Search code examples
pythongoogle-cloud-platformjupyter-notebookgoogle-cloud-storagegoogle-cloud-dataproc

How to get the list of files in the GCS Bucket using the Jupyter notebook in Dataproc?



I have recently started using GCP for my project and encountered difficulties when working with the bucket from the Jupyter notebook in the Dataproc cluster. At the moment I have a bucket with a bunch of files in it, and a Dataproc cluster with the Jupyter notebook. What I am trying to do is go over all the files in the bucket and extract the data from them to create a dataframe.

I can access one file at a time with the following code: data = spark.read.csv('gs://BUCKET_NAME/PATH/FILENAME.csv'), but there are hundreds of files, and I cannot write a line of code for each of them. Usually, I would do something like this:

import os
for filename in os.listdir(directory):
...

but this does not seem to work here. So, I was wondering, how do I iterate over files in a bucket using Jupyter notebook in the Dataproc cluster?

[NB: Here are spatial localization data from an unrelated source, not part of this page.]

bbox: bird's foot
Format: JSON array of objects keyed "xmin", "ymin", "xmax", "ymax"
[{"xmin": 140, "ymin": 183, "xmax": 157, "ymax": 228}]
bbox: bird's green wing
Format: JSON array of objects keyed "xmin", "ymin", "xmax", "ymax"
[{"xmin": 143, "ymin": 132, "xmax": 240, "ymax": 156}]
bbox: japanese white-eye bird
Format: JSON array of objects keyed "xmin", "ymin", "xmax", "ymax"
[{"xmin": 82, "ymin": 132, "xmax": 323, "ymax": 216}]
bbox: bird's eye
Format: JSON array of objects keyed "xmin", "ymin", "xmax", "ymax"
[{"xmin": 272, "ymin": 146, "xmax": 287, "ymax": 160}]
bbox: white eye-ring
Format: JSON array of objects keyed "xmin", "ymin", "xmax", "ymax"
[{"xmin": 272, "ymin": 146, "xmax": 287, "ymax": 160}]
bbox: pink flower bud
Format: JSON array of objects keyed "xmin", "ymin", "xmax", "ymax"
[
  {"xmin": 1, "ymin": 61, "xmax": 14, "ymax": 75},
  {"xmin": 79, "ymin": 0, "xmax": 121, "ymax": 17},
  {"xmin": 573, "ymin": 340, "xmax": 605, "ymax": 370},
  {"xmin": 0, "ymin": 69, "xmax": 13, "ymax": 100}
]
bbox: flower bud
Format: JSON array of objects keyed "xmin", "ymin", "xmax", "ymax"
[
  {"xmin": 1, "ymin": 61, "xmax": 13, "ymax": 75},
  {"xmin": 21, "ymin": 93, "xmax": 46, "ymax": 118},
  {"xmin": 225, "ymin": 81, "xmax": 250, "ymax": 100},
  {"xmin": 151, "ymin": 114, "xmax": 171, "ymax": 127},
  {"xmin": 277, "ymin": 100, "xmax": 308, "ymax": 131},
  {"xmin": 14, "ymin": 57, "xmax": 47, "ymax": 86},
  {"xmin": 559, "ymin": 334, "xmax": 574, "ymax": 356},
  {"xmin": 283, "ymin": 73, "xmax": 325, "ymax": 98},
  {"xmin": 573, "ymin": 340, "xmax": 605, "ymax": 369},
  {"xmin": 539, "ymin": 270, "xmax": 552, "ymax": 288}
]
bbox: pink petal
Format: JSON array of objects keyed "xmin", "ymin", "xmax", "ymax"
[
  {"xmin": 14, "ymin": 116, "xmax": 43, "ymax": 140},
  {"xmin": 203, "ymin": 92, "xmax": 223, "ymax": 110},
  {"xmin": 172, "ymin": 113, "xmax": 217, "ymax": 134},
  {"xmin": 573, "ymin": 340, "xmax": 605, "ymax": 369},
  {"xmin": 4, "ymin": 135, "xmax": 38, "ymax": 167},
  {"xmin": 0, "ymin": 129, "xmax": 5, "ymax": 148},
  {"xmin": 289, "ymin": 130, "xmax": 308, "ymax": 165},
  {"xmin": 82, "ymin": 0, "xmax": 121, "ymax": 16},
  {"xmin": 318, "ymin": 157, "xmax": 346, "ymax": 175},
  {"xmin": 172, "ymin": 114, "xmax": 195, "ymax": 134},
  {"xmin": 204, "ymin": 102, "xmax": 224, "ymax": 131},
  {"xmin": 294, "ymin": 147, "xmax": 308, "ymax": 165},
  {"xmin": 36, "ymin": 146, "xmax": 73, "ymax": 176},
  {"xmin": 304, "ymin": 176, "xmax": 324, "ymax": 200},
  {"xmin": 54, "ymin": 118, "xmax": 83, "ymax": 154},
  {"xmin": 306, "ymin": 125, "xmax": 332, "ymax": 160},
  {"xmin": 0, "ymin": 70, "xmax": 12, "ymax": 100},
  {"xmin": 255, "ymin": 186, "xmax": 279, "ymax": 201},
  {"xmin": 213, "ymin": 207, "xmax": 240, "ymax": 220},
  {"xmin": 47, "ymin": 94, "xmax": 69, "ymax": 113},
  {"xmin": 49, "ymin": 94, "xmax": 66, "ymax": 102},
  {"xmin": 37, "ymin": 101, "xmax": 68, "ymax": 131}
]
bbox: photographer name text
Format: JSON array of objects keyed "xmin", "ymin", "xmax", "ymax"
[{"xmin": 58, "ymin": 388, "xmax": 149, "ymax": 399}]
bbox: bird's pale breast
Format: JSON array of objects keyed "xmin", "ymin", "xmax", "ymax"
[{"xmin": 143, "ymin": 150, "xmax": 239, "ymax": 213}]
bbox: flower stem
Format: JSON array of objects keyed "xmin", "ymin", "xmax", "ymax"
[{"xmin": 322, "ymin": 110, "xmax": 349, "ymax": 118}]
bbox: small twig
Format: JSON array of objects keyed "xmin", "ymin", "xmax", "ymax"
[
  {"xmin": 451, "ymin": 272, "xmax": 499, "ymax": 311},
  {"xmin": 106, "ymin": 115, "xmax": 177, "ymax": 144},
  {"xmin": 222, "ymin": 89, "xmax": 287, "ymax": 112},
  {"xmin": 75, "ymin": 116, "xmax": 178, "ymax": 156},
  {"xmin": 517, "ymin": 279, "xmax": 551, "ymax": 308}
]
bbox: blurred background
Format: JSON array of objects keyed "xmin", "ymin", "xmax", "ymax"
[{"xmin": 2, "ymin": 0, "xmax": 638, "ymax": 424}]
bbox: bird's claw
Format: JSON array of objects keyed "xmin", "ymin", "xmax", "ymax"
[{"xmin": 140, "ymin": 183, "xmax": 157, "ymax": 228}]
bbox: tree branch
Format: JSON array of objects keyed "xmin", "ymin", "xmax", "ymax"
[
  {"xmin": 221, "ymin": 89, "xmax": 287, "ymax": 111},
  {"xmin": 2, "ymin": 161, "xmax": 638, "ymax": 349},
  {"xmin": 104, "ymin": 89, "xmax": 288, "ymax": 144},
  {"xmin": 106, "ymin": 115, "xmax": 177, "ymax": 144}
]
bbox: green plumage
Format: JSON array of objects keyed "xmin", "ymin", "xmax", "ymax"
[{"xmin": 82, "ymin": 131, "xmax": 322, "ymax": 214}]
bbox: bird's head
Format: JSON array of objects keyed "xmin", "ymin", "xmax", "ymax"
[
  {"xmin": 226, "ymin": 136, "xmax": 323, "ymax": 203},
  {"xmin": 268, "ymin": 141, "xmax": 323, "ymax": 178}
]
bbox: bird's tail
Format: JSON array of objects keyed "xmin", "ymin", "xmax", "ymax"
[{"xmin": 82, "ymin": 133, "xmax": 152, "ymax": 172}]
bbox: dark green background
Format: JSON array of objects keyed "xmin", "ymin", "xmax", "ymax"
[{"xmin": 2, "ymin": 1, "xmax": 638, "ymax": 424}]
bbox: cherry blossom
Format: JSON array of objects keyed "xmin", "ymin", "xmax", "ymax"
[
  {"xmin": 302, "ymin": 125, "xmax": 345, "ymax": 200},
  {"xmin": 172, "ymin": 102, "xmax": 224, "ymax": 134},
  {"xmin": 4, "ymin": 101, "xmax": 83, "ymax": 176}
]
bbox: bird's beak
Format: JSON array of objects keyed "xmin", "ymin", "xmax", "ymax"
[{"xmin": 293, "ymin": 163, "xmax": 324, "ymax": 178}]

Would appreciate any help!


Solution

  • You can list the elements in your bucket with the following commands:

    from google.cloud import storage
    client = storage.Client()
    BUCKET_NAME = 'your_bucket_name'
    bucket = client.get_bucket(BUCKET_NAME)
    elements = bucket.list_blobs()
    files=[a.name for a in elements]
    

    If there are no folders in your bucket, the list called files will contain the names of the files.